WASHINGTON — America’s top diplomat predicted that the U.S. Supreme Court would strike down an anti-gay proposal in Arizona if it ever becomes law and called Wednesday on the state’s governor to “make the right decision” and veto it.
Arizona Gov. Jan Brewer was weighing whether to approve or veto a law that would protect people who assert their religious beliefs in refusing service to gays. In Washington, Secretary of State John Kerry was asked on the MSNBC network about whether the bill undermines U.S. criticism of a new law in Uganda that punishes gay sex with up to life in prison.
Kerry said hoped Brewer would veto the proposal by a Saturday deadline.
“I’m counting on the governor,” Kerry said. “I cannot imagine how that law would withstand the scrutiny of the Supreme Court of the United States. So I would hope that, you know, she’ll make the right decision.”
The former Democratic presidential nominee and Massachusetts senator said recognition of gay rights has not had an easy path in the U.S., but he said enormous progress has been made and that America would stand up for gay rights worldwide.
Similar religious protection legislation has been introduced in several states, but Arizona’s plan is the only one that has passed. It has ignited a media firestorm, bringing new scrutiny to a state already known for its tough stance on immigrants living in the U.S. illegally. Business leaders are concerned that the law would embarrass the state and hurt its tourism industry.
Brewer was holding a series of private meetings Wednesday with opponents and proponents of the legislation as business groups, gay rights supporters and even fellow Republicans urged her to use her veto power. There is widespread speculation that Brewer will veto the bill, but she has not said how she’ll act.
Three Republican state senators who voted for the law reversed course Monday and called for the governor to veto it. In a letter to Brewer, they said the proposal had been distorted by inaccurate perceptions. Though their intent, they wrote, “was to create a shield for all citizens’ religious liberties, the bill has been mischaracterized by its opponents as a sword for religious intolerance.”
The bill allows any business, church or person to cite the law as a defence in any action brought by the government or individual claiming discrimination. Supporters call the bill a slight tweak to the state’s existing religious freedom law, which does not extend protections to people based on their views on sexual orientation.
Proponents frequently cite the case of a photographer in neighbouring New Mexico who was sued after refusing to take wedding pictures of a gay couple and said Arizona needs a law to protect people from heavy-handed actions by federal courts.

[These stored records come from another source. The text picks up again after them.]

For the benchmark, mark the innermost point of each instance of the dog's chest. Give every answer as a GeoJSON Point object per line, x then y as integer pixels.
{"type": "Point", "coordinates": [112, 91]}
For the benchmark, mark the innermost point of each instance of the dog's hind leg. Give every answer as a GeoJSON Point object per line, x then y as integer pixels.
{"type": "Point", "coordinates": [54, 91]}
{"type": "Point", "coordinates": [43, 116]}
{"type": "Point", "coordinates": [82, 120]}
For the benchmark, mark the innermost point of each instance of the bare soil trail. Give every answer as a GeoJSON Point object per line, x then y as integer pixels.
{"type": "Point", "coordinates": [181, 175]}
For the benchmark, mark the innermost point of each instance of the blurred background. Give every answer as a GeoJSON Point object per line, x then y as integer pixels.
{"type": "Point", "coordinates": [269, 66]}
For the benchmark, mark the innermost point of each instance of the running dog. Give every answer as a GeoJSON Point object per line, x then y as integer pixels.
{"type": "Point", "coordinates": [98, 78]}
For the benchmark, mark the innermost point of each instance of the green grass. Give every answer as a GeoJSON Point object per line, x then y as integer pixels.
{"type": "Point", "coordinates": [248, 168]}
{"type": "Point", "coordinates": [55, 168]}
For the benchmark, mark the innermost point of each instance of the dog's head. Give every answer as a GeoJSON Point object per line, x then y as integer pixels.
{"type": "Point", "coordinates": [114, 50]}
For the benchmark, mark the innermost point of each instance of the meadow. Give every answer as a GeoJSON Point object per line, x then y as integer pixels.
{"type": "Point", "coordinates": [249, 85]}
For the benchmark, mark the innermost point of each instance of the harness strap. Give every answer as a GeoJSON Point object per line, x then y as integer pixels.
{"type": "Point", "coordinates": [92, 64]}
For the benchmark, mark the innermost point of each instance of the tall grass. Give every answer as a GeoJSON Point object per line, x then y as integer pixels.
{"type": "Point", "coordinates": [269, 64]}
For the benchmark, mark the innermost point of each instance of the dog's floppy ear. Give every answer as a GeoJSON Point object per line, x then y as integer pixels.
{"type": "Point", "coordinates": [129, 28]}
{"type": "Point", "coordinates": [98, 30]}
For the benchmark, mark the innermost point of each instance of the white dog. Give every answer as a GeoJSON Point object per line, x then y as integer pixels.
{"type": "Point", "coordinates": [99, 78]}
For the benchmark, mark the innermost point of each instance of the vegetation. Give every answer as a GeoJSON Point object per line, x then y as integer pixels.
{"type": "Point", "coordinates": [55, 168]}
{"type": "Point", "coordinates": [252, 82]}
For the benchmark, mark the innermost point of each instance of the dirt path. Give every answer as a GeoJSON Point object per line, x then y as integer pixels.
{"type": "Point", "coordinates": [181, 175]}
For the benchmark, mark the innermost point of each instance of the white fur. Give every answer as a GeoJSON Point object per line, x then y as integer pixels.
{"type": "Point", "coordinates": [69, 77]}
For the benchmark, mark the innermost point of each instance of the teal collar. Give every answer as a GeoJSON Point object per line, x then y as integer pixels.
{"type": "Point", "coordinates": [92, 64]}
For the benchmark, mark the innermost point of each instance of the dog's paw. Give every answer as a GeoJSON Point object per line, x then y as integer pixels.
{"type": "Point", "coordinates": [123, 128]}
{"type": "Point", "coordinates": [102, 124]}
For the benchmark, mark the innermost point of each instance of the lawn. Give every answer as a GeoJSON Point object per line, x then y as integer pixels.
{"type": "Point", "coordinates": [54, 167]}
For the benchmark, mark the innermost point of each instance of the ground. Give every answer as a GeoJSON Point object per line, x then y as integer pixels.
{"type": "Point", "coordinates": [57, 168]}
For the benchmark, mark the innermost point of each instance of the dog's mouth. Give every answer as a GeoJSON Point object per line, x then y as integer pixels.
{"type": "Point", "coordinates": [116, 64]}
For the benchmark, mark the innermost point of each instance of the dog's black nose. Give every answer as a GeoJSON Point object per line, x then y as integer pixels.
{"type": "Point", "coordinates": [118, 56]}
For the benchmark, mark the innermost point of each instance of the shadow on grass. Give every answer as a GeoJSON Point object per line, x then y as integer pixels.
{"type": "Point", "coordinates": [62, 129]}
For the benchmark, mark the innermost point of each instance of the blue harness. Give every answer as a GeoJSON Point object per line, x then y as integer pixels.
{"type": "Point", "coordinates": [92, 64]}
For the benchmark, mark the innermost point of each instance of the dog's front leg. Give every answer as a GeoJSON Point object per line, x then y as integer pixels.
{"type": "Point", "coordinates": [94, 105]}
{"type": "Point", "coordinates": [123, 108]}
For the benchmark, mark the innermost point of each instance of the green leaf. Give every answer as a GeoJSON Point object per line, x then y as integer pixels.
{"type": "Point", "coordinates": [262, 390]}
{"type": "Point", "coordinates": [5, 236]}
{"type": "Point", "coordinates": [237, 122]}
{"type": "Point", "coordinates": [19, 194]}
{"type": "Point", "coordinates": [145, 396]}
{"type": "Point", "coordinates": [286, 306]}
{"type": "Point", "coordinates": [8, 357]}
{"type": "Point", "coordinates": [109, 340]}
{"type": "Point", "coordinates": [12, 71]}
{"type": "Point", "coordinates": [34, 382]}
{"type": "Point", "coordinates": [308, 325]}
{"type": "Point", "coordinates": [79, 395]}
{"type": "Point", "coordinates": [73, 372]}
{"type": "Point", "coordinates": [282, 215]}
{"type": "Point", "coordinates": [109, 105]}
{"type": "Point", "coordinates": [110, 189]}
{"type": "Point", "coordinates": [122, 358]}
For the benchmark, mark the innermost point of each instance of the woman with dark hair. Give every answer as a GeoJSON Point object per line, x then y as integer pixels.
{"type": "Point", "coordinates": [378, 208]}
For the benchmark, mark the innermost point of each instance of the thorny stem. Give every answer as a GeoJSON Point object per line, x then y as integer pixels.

Democrats say the legislation is an outright attack on the rights of gays and lesbians that will hurt the state’s economy because businesses and tourists will avoid Arizona like they did after the passage of a 2010 law that cracked down on immigration.
Opponents also say the law would be a major distraction as Arizona prepares to host next year’s Super Bowl, the National Football League’s championship game that is the most-watched event on American television.
Some business leaders fear the NFL could even move the Super bowl out of Arizona if the law passes. That has happened only once before in 1993, after Arizona rescinded Martin Luther King Jr. Day as a holiday.
With the business community lining up against the proposal, Brewer could be hard-pressed to sign it into law. She has worked hard to return Arizona’s economy to pre-recession levels with business-friendly incentives and tax cuts.
Among the businesses urging a veto are Apple Inc., which is opening a manufacturing plant in Mesa, American Airlines, Marriott and GoDaddy.
Republican Arizona Sens. John McCain and Jeff Flake and former Republican presidential nominee Mitt Romney are also calling for a veto.